Raphaël Ménard : Avec la guerre en Ukraine, le boomerang des énergies fossiles revient avec une force phénoménale. Nous devons passer d’un régime de stocks (les énergies fossiles) à une logique de flux (les énergies renouvelables, distribuées). Pour des impératifs environnementaux, économiques ou géopolitiques, les énergies renouvelables vont s’imposer, la dynamique est en route en Europe et dans le monde. À nous d’inventer de nouveaux paysages de « récolte énergétique », en mixant solaire, éolien, biomasse, hydraulique, géothermie… C’est un magnifique sujet d’architecture et de paysage.

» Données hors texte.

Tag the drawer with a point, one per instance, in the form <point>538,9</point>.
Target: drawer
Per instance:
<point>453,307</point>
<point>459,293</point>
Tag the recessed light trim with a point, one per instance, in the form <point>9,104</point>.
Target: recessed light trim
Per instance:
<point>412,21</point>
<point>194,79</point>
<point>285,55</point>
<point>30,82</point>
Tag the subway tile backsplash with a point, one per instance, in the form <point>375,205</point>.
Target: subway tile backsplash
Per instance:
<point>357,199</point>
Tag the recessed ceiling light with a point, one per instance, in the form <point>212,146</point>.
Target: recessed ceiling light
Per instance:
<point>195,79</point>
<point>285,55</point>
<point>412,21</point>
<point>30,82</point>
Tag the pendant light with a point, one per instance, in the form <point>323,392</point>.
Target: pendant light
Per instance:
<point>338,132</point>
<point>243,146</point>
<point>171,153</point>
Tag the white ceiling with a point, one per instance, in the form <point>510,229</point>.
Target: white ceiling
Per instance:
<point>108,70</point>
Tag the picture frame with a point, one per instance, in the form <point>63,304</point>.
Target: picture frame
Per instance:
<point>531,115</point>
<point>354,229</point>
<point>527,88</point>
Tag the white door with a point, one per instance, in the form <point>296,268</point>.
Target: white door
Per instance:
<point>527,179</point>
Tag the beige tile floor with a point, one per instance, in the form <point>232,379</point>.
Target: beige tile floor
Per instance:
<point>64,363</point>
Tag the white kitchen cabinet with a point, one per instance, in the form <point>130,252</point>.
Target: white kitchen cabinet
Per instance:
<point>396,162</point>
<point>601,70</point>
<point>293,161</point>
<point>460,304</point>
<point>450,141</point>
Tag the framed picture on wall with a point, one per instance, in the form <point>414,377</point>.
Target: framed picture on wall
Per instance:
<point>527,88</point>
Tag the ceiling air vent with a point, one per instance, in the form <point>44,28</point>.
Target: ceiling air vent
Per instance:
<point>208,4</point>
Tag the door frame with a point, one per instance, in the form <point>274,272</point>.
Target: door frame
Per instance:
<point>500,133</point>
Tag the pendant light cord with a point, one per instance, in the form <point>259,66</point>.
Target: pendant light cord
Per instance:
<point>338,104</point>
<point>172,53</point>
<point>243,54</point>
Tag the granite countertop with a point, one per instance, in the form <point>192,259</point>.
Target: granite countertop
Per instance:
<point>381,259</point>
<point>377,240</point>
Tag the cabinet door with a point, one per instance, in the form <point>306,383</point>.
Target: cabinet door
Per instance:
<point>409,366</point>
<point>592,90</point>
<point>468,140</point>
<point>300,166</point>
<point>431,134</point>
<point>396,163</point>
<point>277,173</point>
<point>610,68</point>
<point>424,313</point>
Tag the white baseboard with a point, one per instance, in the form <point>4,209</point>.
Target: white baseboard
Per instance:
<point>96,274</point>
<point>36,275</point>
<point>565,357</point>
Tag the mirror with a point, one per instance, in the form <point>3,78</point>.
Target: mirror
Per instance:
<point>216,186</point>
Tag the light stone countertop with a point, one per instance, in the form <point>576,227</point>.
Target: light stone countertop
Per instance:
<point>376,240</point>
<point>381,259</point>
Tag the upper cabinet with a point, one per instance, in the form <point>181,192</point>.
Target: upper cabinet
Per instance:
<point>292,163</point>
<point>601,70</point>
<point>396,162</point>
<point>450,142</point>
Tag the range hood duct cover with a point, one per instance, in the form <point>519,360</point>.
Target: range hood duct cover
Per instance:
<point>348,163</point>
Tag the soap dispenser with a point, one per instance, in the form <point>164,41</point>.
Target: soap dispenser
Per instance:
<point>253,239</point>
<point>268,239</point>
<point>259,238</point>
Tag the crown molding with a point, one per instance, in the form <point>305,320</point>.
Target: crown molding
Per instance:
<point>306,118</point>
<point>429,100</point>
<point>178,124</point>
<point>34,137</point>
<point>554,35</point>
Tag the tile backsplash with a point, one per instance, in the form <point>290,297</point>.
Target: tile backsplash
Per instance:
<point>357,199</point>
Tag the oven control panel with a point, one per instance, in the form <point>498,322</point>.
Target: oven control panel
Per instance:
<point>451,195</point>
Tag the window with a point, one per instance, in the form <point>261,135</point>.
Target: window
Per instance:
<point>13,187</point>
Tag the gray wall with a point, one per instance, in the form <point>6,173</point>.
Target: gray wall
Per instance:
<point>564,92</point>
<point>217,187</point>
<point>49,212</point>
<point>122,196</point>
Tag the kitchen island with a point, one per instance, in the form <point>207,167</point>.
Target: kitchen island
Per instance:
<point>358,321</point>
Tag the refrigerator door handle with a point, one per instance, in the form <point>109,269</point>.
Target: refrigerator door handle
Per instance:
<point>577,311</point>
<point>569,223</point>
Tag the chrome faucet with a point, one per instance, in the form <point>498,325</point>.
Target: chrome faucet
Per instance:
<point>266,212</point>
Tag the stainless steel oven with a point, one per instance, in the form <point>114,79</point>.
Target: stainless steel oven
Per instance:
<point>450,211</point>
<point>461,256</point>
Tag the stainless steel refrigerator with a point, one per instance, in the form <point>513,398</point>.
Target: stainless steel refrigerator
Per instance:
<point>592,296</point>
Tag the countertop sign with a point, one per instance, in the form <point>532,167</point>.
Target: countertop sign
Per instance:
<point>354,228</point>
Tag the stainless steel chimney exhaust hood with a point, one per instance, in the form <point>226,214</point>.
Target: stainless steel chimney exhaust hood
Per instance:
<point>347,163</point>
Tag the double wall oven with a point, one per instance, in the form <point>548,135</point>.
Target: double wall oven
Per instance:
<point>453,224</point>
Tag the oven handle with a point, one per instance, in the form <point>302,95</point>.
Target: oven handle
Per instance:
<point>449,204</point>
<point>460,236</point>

Évidemment, ce développement doit s’accompagner d’une maîtrise – voire d’une diminution – de la demande d’énergie, par la sobriété et l’efficacité. C’est le schéma proposé par l’association Négawatt depuis de nombreuses années, et encore une fois, la crise accélère cette nécessité, pour le traduire à l’échelle locale, dans un contexte culturel et social donné.

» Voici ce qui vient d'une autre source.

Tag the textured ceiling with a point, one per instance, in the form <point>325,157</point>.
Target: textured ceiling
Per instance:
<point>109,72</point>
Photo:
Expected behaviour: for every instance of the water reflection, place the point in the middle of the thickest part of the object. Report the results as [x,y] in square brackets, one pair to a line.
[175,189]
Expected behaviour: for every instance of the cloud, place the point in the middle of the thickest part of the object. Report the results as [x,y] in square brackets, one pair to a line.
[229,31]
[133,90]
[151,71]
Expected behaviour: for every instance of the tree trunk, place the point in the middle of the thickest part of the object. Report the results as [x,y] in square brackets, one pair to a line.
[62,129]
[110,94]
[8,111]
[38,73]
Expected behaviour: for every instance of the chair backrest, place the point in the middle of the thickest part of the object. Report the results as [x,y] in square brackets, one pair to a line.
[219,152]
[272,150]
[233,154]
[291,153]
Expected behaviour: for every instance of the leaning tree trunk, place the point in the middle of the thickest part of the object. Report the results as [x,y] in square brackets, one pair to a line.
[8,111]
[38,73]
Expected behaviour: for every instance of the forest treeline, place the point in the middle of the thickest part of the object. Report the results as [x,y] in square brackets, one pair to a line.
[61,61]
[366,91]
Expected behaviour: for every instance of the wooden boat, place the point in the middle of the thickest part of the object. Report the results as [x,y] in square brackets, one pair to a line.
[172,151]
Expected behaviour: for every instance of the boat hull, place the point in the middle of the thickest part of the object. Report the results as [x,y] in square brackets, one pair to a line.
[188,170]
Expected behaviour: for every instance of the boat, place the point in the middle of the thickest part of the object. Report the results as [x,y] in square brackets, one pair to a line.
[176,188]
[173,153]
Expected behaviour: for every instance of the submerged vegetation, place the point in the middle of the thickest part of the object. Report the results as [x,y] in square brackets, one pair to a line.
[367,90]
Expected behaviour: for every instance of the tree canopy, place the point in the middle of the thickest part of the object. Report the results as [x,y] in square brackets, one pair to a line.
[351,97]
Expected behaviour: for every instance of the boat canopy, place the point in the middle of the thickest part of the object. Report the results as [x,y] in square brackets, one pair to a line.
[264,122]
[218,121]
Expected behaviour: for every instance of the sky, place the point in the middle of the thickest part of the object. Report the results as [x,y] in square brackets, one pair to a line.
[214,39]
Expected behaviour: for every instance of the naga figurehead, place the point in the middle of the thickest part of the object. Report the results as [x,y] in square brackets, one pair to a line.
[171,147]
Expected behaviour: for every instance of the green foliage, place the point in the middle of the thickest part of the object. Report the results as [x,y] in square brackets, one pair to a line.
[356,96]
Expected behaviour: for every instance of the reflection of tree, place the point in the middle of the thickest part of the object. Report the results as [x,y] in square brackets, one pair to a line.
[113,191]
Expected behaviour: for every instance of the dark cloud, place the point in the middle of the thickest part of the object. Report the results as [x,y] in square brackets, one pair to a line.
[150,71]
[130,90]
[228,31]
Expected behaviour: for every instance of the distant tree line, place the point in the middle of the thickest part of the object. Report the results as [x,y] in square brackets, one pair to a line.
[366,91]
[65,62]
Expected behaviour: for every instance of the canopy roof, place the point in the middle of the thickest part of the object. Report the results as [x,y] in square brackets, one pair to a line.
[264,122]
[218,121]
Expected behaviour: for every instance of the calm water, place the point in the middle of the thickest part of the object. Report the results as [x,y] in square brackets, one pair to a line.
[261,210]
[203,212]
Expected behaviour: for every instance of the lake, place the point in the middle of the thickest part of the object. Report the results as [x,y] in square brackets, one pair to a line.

Le retour aux produits locaux, aux circuits courts, concernerait donc aussi la production d’énergies ?

Raphaël Ménard : Effectivement, ces zones de basse densité sont intéressantes s’agissant de la « récolte » pour l’alimentation, la séquestration du carbone, la production de matières biosourcées, mais aussi pour l’énergie. Il n’y a pas si longtemps – environ 200 ans, avant ce qu’on appelle parfois l’anthropocène – nous utilisions essentiellement des énergies renouvelables, et en très grande majorité du bois… Par exemple, pour Paris, en l’espace de deux siècles, le « bassin versant » de son approvisionnement énergétique s’est terriblement agrandi. Avant la première révolution industrielle, il était régional, la distance moyenne des intrants de la ville de Paris s’est ensuite étendue avec l’arrivée du charbon, pour finalement atteindre des milliers de kilomètres avec l’usage des hydrocarbures. Cette histoire est très bien documentée dans l’article de Kim et Barles. Un mouvement de contraction doit s’opérer pour que le plus vite possible, nous délaissions les énergies fossiles.

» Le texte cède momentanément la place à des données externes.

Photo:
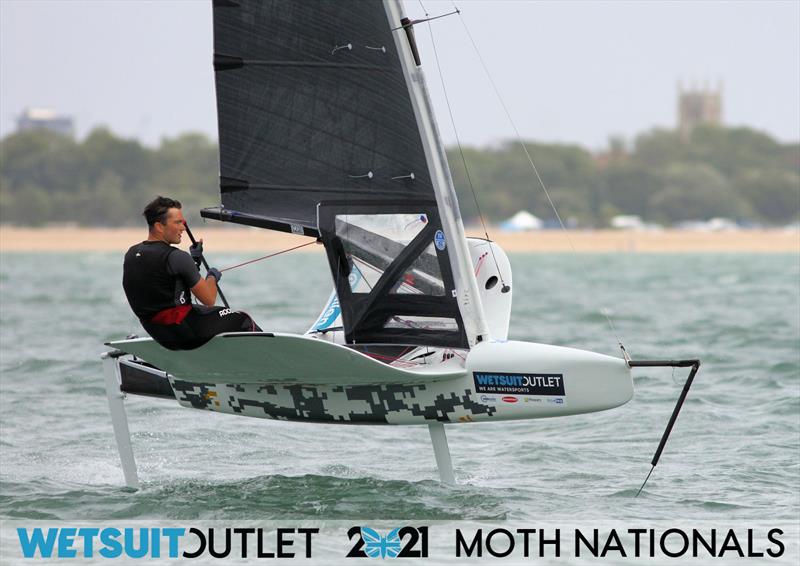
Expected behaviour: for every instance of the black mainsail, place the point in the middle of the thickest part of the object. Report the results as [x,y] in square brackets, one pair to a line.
[318,135]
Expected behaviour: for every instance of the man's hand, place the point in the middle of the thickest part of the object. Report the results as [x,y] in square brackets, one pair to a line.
[196,251]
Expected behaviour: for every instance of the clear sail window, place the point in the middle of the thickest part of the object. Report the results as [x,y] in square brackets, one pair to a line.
[372,243]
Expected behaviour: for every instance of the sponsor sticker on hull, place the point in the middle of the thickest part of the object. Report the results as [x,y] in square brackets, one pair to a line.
[540,384]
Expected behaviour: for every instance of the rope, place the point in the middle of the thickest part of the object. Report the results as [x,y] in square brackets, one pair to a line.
[461,149]
[604,311]
[267,256]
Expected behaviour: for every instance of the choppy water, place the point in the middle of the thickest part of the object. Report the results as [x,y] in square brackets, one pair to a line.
[733,459]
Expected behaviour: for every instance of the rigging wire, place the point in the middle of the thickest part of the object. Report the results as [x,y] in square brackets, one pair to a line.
[461,149]
[267,256]
[604,311]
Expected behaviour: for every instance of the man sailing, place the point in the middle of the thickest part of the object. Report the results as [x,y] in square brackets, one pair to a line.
[159,280]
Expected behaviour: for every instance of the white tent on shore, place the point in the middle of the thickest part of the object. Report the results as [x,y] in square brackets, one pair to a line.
[522,221]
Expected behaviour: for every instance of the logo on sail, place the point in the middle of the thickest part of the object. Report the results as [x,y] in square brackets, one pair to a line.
[439,240]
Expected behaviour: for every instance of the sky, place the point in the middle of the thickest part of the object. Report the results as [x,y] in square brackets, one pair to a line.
[568,72]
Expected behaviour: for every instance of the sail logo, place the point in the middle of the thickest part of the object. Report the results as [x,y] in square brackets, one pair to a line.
[439,240]
[520,383]
[329,315]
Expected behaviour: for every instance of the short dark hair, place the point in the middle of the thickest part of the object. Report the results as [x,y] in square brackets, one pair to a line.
[156,210]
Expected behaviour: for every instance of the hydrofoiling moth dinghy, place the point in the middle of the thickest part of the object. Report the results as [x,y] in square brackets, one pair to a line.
[326,130]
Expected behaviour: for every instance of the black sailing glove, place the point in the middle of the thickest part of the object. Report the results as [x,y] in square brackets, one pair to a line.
[196,251]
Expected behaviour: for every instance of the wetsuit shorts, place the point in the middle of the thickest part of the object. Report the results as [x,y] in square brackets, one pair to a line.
[198,326]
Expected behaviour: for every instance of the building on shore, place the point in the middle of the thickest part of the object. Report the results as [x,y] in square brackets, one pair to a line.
[45,119]
[698,106]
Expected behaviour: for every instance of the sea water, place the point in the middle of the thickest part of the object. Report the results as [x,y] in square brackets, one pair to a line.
[732,462]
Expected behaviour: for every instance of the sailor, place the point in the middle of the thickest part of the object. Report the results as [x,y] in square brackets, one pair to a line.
[159,280]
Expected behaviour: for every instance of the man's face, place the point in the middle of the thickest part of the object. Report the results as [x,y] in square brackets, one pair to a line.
[174,226]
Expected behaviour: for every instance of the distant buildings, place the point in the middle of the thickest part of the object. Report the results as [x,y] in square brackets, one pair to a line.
[45,119]
[698,106]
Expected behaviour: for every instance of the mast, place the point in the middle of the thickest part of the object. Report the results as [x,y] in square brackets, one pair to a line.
[468,297]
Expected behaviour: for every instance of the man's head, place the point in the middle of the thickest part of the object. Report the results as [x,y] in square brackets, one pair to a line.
[165,220]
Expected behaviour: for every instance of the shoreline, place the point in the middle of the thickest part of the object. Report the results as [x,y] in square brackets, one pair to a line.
[67,239]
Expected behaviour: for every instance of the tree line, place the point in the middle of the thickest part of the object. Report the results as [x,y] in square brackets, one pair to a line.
[737,173]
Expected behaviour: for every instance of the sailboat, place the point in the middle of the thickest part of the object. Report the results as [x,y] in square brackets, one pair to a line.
[326,130]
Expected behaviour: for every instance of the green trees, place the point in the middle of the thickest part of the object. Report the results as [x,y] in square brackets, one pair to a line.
[739,173]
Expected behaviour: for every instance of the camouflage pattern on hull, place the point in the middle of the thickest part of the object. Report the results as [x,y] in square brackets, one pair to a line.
[360,404]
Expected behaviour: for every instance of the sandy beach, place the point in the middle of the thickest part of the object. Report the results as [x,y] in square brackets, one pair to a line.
[255,240]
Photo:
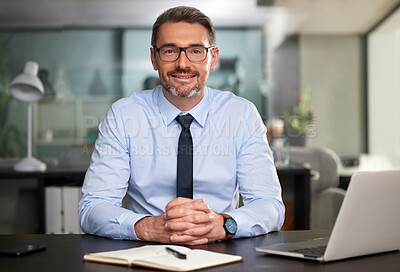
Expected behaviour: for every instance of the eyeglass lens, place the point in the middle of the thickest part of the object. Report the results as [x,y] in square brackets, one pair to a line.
[194,53]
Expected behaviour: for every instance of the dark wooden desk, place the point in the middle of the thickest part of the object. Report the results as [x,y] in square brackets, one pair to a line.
[64,176]
[64,254]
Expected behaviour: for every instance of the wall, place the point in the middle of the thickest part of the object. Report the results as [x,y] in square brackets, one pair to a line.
[333,67]
[384,90]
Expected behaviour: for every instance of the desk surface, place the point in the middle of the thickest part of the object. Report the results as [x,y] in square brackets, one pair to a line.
[65,252]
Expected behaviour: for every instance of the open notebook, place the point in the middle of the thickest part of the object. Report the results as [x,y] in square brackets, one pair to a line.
[368,222]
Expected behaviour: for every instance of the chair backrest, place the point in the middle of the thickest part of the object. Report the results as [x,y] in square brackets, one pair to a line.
[324,162]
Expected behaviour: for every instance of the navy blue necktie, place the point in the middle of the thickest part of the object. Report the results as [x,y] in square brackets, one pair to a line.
[185,158]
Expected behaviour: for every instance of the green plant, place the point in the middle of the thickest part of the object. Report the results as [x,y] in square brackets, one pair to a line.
[301,115]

Les villes moyennes, les communes rurales, sont donc amenées à jouer un rôle crucial dans la transition énergétique que nous nous apprêtons à vivre ?

Raphaël Ménard : Même dans le cas du recours aux centrales nucléaires, et comme le souligne le récent rapport RTE, il nous faudra augmenter considérablement la part des renouvelables dans le mix électrique national. Où installer ces éoliennes, ces panneaux photovoltaïques, ces méthaniseurs ? Nous faisons face à un défi paysager et esthétique. Certains évoquent les conflits avec les terres agricoles, mais si nous prenons les chiffres du rapport RTE, pour le solaire photovoltaïque, nous aurions besoin de 0,1 à 0,3% de la France métropolitaine alors que les toits occupent 1,5% : il y a donc des solutions. Une chose est certaine, l’énergie sera plus visible demain qu’elle ne l’est aujourd’hui, et c’est notamment à nous, architectes, d’interroger son esthétique pour la rendre plus facilement acceptable et désirable.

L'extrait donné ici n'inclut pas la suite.